Our container tries to communicate with IPv6, so we need to allow it in our profile by adding the line:

network inet6 tcp,

 

Set the profile to enforce mode

No more ALLOW operations are logged after reloading the profile and restarting our container. We can put it in enforce mode by removing the flags we added previously. Replace the line:

profile docker-nodejs flags=(audit,complain,attach_disconnected,mediate_deleted)

with:

profile docker-nodejs flags=(attach_disconnected,mediate_deleted)

When we reload the profile and restart the docker container, everything works as expected!

We can now check that our profile is well enforced. For that, we can open a shell inside our container and try to run commands:

$ docker exec -it $(docker ps -q) sh
# ls
sh: 1: ls: Permission denied
# whoami
sh: 2: whoami: Permission denied

Note that the profile is enforced only inside the container, which is why we can still open a shell with docker exec.

AppArmor in Kubernetes

Kubernetes allows you to load AppArmor profiles on containers. You can specify a profile to run a Pod container with, by adding an annotation to the Pod's metadata:

container.apparmor.security.beta.kubernetes.io/<container_name>: <profile_ref>

However, for the profile to be applied, the Pod must run on a node that supports AppArmor and that already has the right profile loaded in the kernel. To set up your profile on your nodes, you can either use a DaemonSet, a node initialization script, or SSH on your nodes to add it manually.

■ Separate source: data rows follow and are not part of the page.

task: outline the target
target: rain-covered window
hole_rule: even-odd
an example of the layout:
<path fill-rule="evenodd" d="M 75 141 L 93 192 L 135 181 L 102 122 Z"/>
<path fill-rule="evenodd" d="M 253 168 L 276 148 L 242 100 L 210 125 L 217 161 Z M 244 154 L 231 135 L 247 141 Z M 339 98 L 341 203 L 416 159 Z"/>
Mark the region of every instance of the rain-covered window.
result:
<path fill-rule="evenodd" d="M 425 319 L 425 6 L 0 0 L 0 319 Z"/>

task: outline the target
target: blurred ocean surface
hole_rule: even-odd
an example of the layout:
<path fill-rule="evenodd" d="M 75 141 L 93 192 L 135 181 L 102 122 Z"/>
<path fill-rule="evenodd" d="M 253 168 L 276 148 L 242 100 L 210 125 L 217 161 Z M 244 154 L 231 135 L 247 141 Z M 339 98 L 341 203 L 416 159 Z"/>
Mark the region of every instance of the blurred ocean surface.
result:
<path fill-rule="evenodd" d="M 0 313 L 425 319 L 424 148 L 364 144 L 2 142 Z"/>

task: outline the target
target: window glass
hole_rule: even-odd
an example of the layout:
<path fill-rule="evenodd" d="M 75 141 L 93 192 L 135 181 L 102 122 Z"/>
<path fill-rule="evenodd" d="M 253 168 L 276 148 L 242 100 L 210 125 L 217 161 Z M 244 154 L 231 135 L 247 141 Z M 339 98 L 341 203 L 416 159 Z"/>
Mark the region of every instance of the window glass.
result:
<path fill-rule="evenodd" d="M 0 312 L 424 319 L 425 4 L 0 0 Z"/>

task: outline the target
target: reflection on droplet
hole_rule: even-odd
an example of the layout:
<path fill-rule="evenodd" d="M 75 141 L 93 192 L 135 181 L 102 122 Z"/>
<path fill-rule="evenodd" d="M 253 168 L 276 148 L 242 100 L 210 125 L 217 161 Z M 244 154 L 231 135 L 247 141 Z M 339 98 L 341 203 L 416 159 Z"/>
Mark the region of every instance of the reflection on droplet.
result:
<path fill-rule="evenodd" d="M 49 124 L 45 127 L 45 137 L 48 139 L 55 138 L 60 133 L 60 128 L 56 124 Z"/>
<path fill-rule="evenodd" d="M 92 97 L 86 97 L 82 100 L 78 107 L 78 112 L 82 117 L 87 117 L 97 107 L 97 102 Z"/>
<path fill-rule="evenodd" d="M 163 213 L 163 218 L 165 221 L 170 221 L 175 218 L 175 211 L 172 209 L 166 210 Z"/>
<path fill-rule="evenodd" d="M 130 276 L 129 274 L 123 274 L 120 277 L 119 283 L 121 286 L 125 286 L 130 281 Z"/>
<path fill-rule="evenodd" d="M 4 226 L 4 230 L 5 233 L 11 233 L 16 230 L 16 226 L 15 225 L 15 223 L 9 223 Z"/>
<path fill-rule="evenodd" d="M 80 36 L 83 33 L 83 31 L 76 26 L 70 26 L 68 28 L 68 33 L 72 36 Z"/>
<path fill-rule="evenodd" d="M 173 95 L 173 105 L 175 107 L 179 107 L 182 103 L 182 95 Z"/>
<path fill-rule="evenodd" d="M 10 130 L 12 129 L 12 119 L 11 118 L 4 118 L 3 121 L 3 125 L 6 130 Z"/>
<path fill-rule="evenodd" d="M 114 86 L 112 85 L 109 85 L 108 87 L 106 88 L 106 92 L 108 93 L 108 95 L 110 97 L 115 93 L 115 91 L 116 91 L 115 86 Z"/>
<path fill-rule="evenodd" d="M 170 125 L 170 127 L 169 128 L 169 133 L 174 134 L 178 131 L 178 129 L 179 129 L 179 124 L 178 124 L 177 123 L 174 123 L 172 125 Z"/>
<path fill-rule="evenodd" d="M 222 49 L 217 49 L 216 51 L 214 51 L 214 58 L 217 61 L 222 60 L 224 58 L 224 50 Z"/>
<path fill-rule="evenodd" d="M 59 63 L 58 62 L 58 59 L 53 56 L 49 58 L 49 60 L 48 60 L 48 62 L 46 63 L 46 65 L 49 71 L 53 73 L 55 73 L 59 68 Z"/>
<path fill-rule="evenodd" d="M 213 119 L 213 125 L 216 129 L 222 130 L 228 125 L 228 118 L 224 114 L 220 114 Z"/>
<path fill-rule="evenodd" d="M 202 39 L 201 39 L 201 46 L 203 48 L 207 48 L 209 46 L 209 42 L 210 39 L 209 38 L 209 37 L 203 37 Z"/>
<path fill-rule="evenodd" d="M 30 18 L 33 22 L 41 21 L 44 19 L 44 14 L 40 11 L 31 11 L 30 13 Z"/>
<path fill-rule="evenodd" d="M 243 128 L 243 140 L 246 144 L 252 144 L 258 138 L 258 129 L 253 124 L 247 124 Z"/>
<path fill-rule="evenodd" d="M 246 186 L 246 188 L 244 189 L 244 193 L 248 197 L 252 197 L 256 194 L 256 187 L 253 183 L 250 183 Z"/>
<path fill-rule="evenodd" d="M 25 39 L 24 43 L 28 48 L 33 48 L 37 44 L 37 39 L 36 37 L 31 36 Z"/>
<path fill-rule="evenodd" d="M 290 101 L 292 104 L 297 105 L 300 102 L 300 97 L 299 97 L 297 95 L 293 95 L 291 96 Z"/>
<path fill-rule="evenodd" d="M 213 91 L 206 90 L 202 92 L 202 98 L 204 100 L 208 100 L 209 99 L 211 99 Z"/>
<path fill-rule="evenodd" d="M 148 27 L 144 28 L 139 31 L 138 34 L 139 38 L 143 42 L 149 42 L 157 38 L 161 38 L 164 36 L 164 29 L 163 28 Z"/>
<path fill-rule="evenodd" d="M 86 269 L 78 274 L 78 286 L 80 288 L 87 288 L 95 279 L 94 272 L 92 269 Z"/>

The documentation provides a great article on how to use AppArmor along with Kubernetes.

Conclusion

With AppArmor, you can strongly confine your Docker applications to greatly limit the impact of a potential compromise. Writing profiles may seem tedious, but with a little practice, you can easily write simple profiles that secure your containers and kubernetes applications.